Consider the following C function.

void convert (int n ) {
        if (n<0)
            printf{“%d”, n);
        else {
            convert(n/2);
            printf(“%d”, n%2);
        }
}

Which one of the following will happen when the function convert is called with any positive integer $n$ as argument?

  1. It will print the binary representation of $n$ and terminate
  2. It will print the binary representation of $n$ in the reverse order and terminate
  3. It will print the binary representation of $n$ but will not terminate
  4. It will not print anything and will not terminate
asked in Algorithms by Veteran (406k points)
edited by | 3.8k views
0
Why bonus? I think the correct option is D. Because convert(int n) will be called recursively. As soon as n becomes 1, convert(0) will called and  it enter's infinite recursion.
0
but the correct answer would be it should.not.print anything and terminate
0
It will terminate due to stackoverflow exception. I'm not sure  whether that is in scope of this question. If yes then you are correct it answer should be "it should not print and terminate"(terminate due to stackoverflow".
0
on madeeasy it is declare as bonus
0

@mradul

you will discuss this point on https://gateoverflow.in/302822/gate2019-26

there is no need of posting this question again, right ?

+1
i think it is a bonus any one  who can make it run program in compiler and let's check what the compiler gives the answer.
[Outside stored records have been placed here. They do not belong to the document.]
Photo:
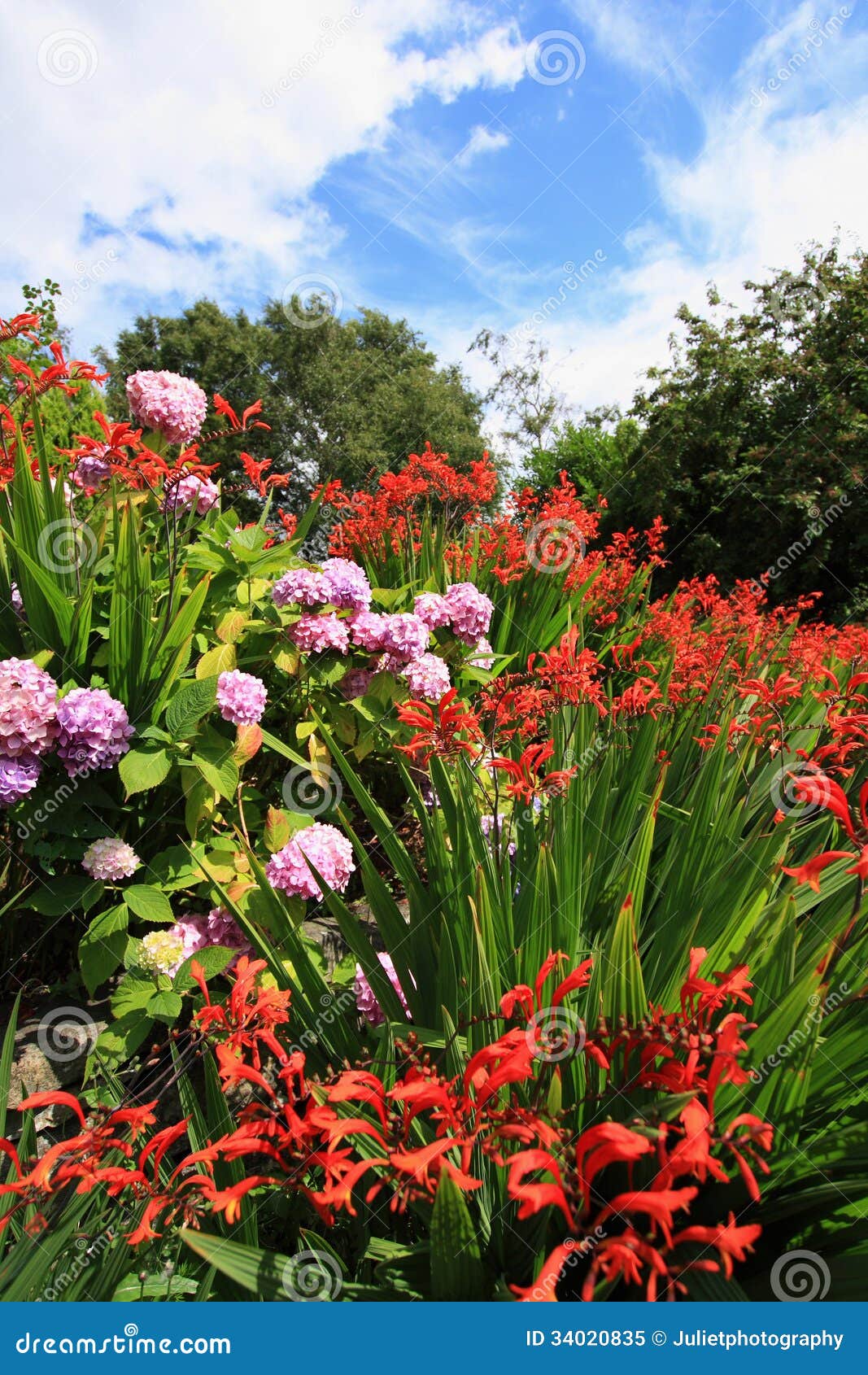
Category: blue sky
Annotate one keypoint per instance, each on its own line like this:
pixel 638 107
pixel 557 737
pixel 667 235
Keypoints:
pixel 451 163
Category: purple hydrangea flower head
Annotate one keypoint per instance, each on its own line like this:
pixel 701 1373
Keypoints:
pixel 169 404
pixel 28 709
pixel 432 609
pixel 404 635
pixel 428 677
pixel 366 1000
pixel 368 630
pixel 302 587
pixel 328 850
pixel 218 927
pixel 483 656
pixel 18 777
pixel 469 612
pixel 348 587
pixel 91 472
pixel 487 828
pixel 191 492
pixel 94 731
pixel 241 697
pixel 111 860
pixel 312 633
pixel 356 683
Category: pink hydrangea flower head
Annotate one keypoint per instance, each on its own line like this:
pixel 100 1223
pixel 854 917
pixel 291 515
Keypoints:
pixel 432 609
pixel 368 630
pixel 191 492
pixel 348 587
pixel 406 635
pixel 469 612
pixel 356 683
pixel 366 1000
pixel 94 731
pixel 328 850
pixel 18 777
pixel 198 932
pixel 241 697
pixel 111 860
pixel 28 709
pixel 91 472
pixel 169 404
pixel 483 656
pixel 302 587
pixel 314 634
pixel 428 677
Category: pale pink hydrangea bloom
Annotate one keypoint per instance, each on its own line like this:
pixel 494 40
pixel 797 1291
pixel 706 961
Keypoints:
pixel 172 404
pixel 161 952
pixel 483 656
pixel 348 586
pixel 314 634
pixel 191 492
pixel 94 731
pixel 215 928
pixel 328 850
pixel 432 609
pixel 469 612
pixel 366 1000
pixel 302 587
pixel 404 635
pixel 28 709
pixel 111 860
pixel 368 630
pixel 428 677
pixel 18 777
pixel 241 697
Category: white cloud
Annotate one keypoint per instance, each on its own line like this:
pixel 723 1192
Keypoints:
pixel 163 151
pixel 482 141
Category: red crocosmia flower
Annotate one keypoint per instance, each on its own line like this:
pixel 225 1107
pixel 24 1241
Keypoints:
pixel 447 731
pixel 525 784
pixel 810 872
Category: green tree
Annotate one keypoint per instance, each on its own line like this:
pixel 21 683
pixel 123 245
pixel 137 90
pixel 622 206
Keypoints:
pixel 754 439
pixel 344 398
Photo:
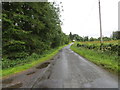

As I made run on my compiler i conclude that there is a non option is matched and it is to be a bonus. lets see what gate overflow will conclude .

Max the option will be nothing which was mentioned over there so it will be bonus marks.

8 Answers

+8 votes
Best answer

As per the question, the function convert needs to be called with a positive integer n as argument.

So, when a positive int is passed as argument, function will compute$(n/2)$ which will return the quotient of integer division. 

Again this result of integer division will be passed through compute$(n/2)$ and so on. Each time the no will be divided by $2$ and will gradually become smaller and smaller and close to $0$ but it will never be less than $0$

Hence the program will not print anything ( as after every function call, the value returned is greater than $0$) and will not terminate. 

PS: Being a C function and hence when run on a computer each recursive call will require creation of activation record consuming memory space. So, eventually the stack memory will run out and program terminates. But such an option is not there. D is the best option here . Answer (D)

answered by Loyal (6.9k points)
edited by
0
yaa bro gate has to give the marks to every one
0
GATE official ans key had D as correct option
+19 votes

I think none of the option matches. 

Ans should be :- "It won't print anything and terminates abruptly".

Remember here infinite looping is not there. It will terminate abruptly because of stackoverflow.

And thus for this question no option matches.

answered by (195 points)
+4

Agreed. This question is similar to this :

https://gateoverflow.in/118319/gate2017-1-36

0
At last what will be the answer either it is to be a bonus or it will not print anything and terminate please confirm me bro

Thanks for your valuable response
+11 votes
The print statement will run at the time n value becomes negative or function calls are over.

Divide by 2 won't give a negative result for any positive integer. So theoretically it will not terminate. Also, it won't print anything because printf statement in else part placed after the function call.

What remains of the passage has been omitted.